Configure a batch synchronization task between data sources in the codeless UI, batch synchronization task - DataWorks

Data Integration provides a codeless UI that lets you periodically synchronize full or incremental data from a source table, including sharded tables, to a destination table without writing any code. You can configure a synchronization task by selecting the source and destination in the UI and configuring scheduling parameters in DataWorks. This topic describes the general configurations for a batch synchronization task in the codeless UI. The configurations may vary for different data sources. For more information, see Supported data sources and synchronization solutions.

Preparations

Configure the data sources. Before you configure a Data Integration sync task, ensure that you have configured the source and destination databases in Data Source Management in DataWorks. For more information about data source configuration, see Data source list.
Note
- For more information about the data sources supported by batch synchronization and their configurations, see Supported data sources and synchronization solutions.
- For more information about data source features, see Data Source Management.
Purchase a resource group with a suitable specification and attach it to the workspace. For more information, see Use a Serverless resource group for Data Integration and Use an exclusive resource group for Data Integration.
Establish a network connection between the resource group and the data source. For more information, see Configure network connections.
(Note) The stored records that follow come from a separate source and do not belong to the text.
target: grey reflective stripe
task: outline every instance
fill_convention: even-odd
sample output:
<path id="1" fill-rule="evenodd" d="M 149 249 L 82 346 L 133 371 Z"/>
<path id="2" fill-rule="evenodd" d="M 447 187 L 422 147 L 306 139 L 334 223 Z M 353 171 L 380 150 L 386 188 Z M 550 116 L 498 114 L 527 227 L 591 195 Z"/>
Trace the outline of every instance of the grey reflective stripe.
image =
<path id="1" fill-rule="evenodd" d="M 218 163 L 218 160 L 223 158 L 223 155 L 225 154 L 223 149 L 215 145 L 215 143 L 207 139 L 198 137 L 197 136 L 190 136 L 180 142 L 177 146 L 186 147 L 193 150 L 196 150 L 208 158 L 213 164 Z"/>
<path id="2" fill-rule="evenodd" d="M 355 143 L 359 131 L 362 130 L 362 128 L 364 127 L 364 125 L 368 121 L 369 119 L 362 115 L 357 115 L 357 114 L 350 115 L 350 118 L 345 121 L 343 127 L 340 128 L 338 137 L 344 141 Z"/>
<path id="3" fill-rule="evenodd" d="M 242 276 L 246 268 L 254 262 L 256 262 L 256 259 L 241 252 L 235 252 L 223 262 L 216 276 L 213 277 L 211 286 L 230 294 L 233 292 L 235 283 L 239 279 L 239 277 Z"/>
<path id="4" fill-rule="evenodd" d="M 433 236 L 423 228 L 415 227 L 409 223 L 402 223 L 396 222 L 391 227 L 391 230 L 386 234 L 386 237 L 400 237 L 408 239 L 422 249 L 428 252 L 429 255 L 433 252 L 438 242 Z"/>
Step 1: Create a batch synchronization node

Data Studio (new version)

Log on to the DataWorks console. Switch to the destination region. In the navigation pane on the left, choose Data Development & O&M > Data Development. Select the desired workspace from the drop-down list and click Go to Data Studio.
Create a workflow. For more information, see Orchestrate workflows.
Create a batch synchronization node. You can use one of the following methods:
- Method 1: Click the icon in the upper-right corner of the workflow list and choose Create Node > Data Integration > Batch Synchronization.
- Method 2: Double-click the workflow name and drag the Batch Synchronization node from the Data Integration directory to the workflow editor on the right.
Configure the basic information, source, and destination for the node. Then, click OK.

DataStudio (legacy version)

Log in to the DataWorks console. Switch to the destination region. In the navigation pane on the left, click Data Development & O&M > Data Development. Select the desired workspace from the drop-down list and click Go to Data Development.
Create a workflow. For more information, see Create a workflow.
Create a batch synchronization node. You can use one of the following methods:
- Method 1: Expand the workflow, right-click Data Integration, and select Create Node > Batch Synchronization.
- Method 2: Double-click the workflow name and drag the Batch Synchronization node from the Data Integration directory to the workflow editor on the right.
Create a batch synchronization node as prompted.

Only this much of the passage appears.